4.9. Microscopic Analysis of the Subcellular Distribution of CsCD209

Head kidney leukocytes prepared as above were plated on glass-bottomed culture dishes and incubated at 22 °C for 3 h before use. The cells were then incubated with 4% paraformaldehyde at room temperature for 15 min and further incubated with 0.1% Triton X-100 for 10 min. After washing with PBS, 3% BSA in PBS was added to block non-specific binding sites for 1 h. The cells were incubated with anti-rCsCD209 antibody (1: 1000 dilution) at room temperature for 1 h, and washed with PBS for three times. Alexa Fluor 594-labeled goat anti-mouse IgG (1:1000 dilution) was added to the cells and incubated at room temperature for 1 h. The cells were further incubated with DiO for 30 min and then with 4′-6-diamidino-2-phenylindole (DAPI) for 5 min. After extensive washing with PBS, the cells were monitored with a Carl Zeiss LSM 710 confocal microscope (Carl Zeiss, Jena, Germany).

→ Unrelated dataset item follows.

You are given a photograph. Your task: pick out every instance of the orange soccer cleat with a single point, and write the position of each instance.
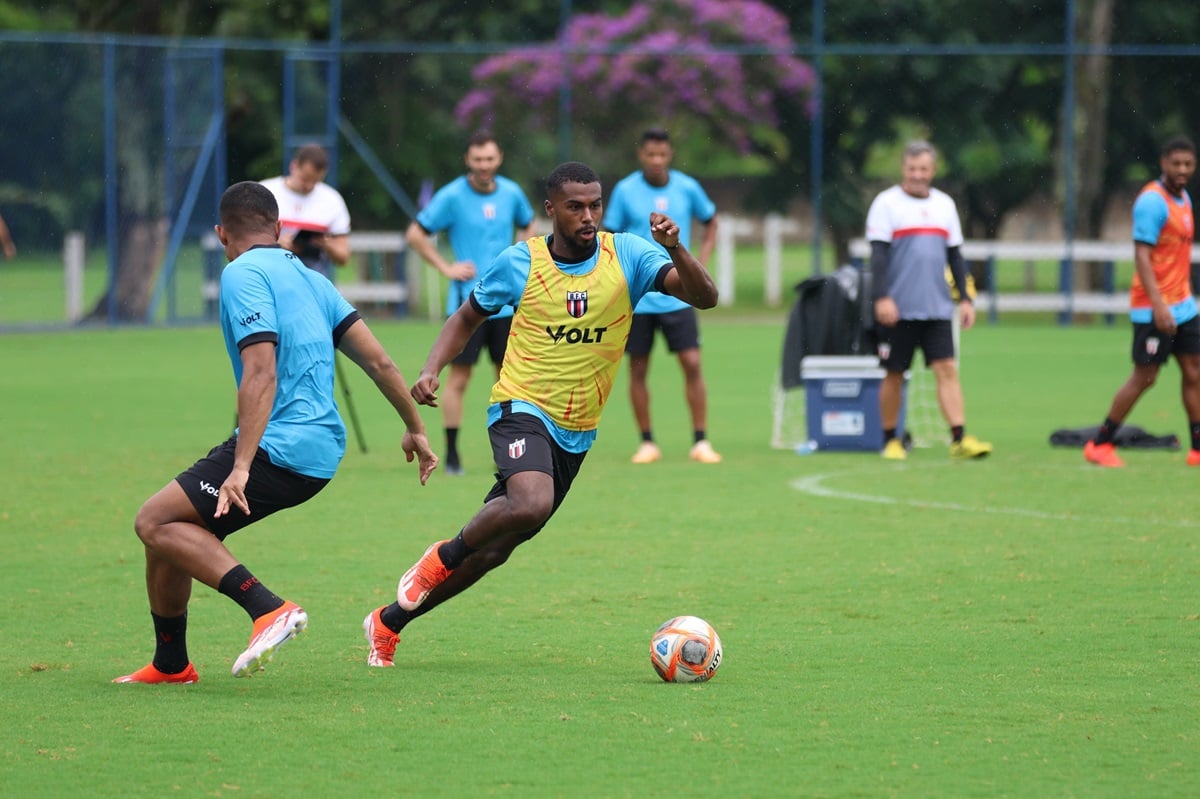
(426, 574)
(150, 674)
(270, 632)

4.10. Statistical Analysis

All experiments were repeated three times. The two-sample Student’s t test was used for the comparisons between groups. Statistical analysis was performed with GraphPad Prism 5 software (GraphPad Software, La Jolla, CA, USA). Results are shown as means ± SEM, and statistical significance was defined as p < 0.05.